Current GPT-OSS support is intentionally narrow:

  • Harmony parsing stays GPT-OSS-specific
  • reasoning effort is explicit, but a true “thinking off” mode is not promised
  • browsing is static fetch + extraction, not browser automation
  • the dashboard executes GPT-OSS browser tool calls and feeds the result back into the conversation loop

Why This Matters

GPT-OSS is the proof that the capability system is not just a Gemma 4 special case.

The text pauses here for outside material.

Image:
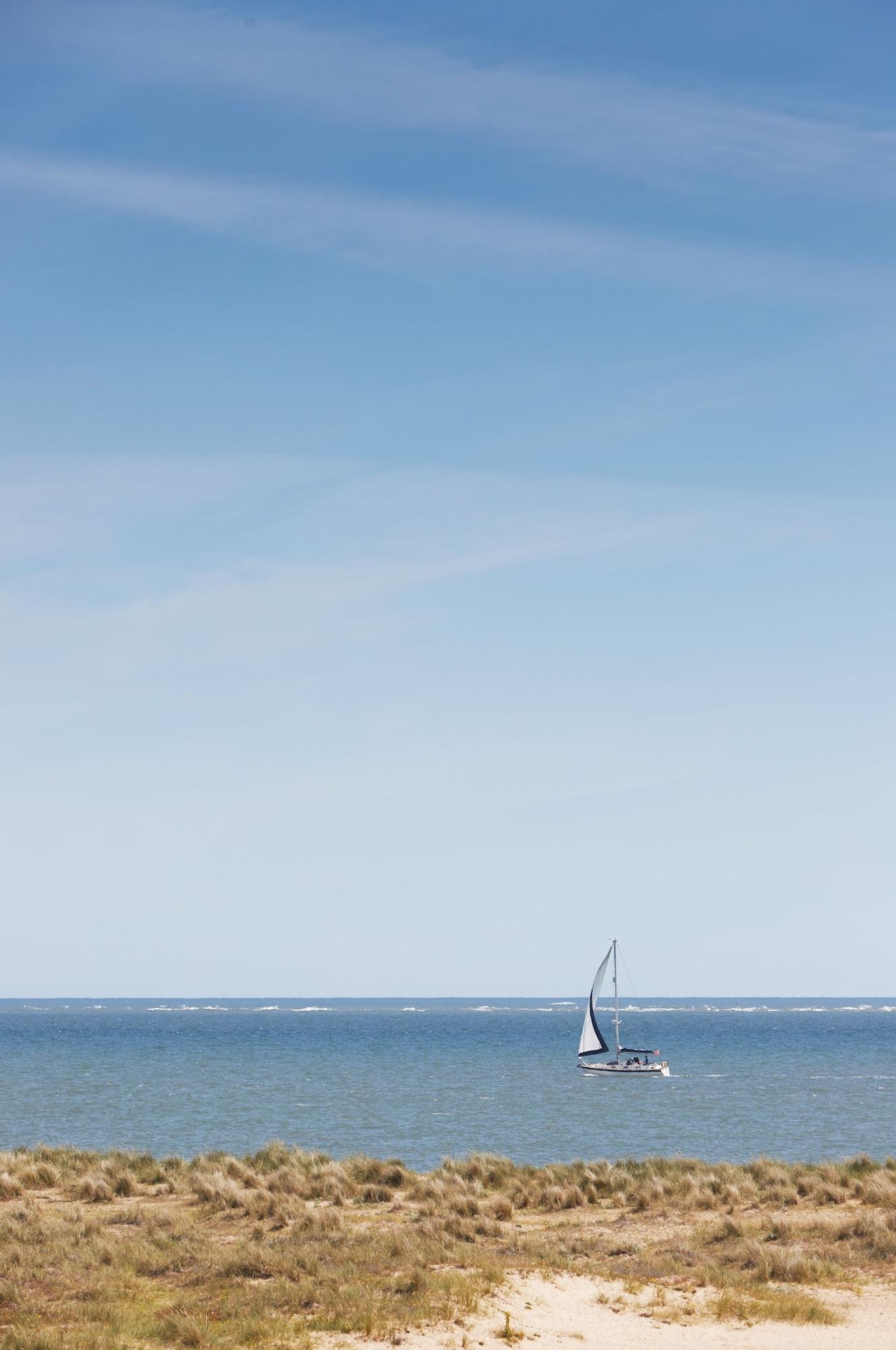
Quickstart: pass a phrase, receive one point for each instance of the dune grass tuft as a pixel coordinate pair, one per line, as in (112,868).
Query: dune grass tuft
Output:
(222,1252)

It shows that model-card-backed runtime behavior can cleanly cover a second specialized family with different parser, reasoning, and tool semantics without changing generic-model behavior.

On both engines

GPT-OSS harmony parsing works on the MLX engine (token level) and on the llama.cpp engine (string level). llama.cpp hands back already-detokenized text, so the runner reparses the harmony channel markers from strings into a separate reasoning channel, with a dependency-free parser that runs on non-Mac GPU nodes. The same approach covers plain <think>-delimited reasoning models, so a reasoning model's chain-of-thought lands in reasoning_content and the answer stays clean regardless of which engine serves it.